I totally echo this. I do admire and enjoy some jazz, blues, folk, and gospel (especially ragtime and jazz piano) but have a very low tolerance for more "high-octane," noise-driven genres like pop and rock and with the incredible diversity of classical music I never find myself voluntarily choosing to listen to non-classical nowadays.

As for the relationship between rock and classical, the type of heavily rhythmic, driving ostinatos that rock is built around can be found in movements like the finales of Beethoven's Appassionata and Prokofiev's 7th sonata, not to mention the Rite of Spring and Bartok's quartets. I actually used to be pretty heavily into classic rock before I even touched classical. It would be interesting to go back and listen to some of that music and see if I can detect any classical influences.


----------



## Enthusiast (Mar 5, 2016)

I do like some - quite a lot, I suppose - rock music. A lot that I liked when I was younger no longer does it for me but people like Nick Cave, PJ Harvey, Bob Dylan, Hendrix and others continue to mean a lot to me. I also like a lot of Jazz, mostly bebop and some fusion, and some folk. I don't like rock that emulates classical music and prefer the earthy to the over-produced (especially when a string orchestra is involved). I agree with Brahmsianhorn, above, that classical music is a totally different ballgame. Classical is my first and biggest love but what I get from it is very different to what I get from rock and jazz. I have known people who like one but not the others and a few who like rock and classical. I don't think that there is such a thing as a typical rock fan or that rock fans think alike about other musical forms.


----------



## Zhdanov (Feb 16, 2016)

Aurelian said:


> People who like pop/rock may think classical is "stupid" or "boring".


if so, then it is them who are stupid, it is them who propagate boredom.


----------



## BlackAdderLXX (Apr 18, 2020)

Based on total hours spent listening over a lifetime, I would probably say that Rock is my favorite music. It is what I grew up with and what I have listened to most. That said, I love classical (and have for most of my life). I also enjoy many other genres of music. I try to take the different forms for what they are and appreciate them on their own merit rather than trying to compare one form of music to another. There's lots of vapid, poorly crafted "art" out there but there's lots of good stuff out there as well. I try not to close myself off to any of it. 

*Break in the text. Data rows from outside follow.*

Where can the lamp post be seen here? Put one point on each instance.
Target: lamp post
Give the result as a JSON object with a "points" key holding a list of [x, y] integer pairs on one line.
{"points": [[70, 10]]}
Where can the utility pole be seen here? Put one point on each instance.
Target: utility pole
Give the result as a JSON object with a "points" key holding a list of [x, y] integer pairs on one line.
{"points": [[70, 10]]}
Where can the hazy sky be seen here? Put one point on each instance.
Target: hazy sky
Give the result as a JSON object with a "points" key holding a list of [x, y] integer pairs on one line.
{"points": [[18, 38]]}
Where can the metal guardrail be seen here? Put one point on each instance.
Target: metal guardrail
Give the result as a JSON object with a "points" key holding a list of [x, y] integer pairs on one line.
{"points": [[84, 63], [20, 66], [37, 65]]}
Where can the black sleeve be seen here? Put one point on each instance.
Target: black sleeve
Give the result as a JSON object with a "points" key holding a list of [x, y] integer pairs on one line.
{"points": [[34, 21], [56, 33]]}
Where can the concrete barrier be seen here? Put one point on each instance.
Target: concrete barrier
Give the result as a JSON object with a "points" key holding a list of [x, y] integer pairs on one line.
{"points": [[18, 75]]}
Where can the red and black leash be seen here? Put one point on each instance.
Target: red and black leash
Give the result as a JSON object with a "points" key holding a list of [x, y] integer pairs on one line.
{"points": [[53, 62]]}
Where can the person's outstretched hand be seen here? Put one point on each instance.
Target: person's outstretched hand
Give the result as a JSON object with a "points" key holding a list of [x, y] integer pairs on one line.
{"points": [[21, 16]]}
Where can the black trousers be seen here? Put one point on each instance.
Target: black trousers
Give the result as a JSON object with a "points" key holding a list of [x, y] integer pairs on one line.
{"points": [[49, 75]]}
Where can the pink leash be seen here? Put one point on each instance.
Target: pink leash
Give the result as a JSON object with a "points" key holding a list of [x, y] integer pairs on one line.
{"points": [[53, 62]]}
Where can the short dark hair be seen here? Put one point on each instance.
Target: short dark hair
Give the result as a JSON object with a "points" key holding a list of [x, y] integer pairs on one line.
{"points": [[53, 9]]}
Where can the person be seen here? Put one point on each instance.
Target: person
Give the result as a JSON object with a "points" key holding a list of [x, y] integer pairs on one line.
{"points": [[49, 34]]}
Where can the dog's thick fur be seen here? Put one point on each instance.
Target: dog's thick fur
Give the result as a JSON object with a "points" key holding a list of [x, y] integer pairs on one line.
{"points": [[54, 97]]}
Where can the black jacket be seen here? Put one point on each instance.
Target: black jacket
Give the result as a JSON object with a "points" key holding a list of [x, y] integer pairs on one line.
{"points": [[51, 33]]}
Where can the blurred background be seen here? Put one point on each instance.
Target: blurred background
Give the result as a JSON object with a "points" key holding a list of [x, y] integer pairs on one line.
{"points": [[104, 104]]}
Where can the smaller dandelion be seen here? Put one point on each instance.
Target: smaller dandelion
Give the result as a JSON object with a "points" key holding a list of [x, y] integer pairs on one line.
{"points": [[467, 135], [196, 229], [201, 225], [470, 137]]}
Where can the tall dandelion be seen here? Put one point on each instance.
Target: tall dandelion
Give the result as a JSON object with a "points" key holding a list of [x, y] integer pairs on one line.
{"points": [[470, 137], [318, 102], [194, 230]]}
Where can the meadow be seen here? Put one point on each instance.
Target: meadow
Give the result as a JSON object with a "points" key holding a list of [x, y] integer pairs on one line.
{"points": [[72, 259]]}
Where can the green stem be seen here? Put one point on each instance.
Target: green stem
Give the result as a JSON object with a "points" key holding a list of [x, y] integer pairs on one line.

One of the coolest experiences I ever had in my life was listening to Stevie Wonder for the first time with my youngest son. Also the Beatles Sgt. Pepper's. His whole life he's been exposed to my eclectic taste in music and loves Miles Davis and Vivaldi as well.


----------



## Zhdanov (Feb 16, 2016)

BlackAdderLXX said:


> I would probably say that Rock is my favorite music.


boo!



BlackAdderLXX said:


> That said, I love classical


one who really loves classical music would not favour products of mass culture.


----------



## janxharris (May 24, 2010)

Zhdanov said:


> one who really loves classical music would not favour products of mass culture.


Not all pop/rock is about mass culture. You have listened to the entirety of it presumably to make that judgement?


----------



## Zhdanov (Feb 16, 2016)

janxharris said:


> Not all pop/rock is about mass culture.


only because most of these fail to achieve popularity does not mean they don't belong to mass cult.



janxharris said:


> You have listened to the entirety of it presumably to make that judgement?


sure i have, otherwise i wouldn't speak on the subject.


----------



## janxharris (May 24, 2010)

Zhdanov said:


> only because most of these fail to achieve popularity does not mean they don't belong to mass cult.
> 
> sure i have, otherwise i wouldn't speak on the subject.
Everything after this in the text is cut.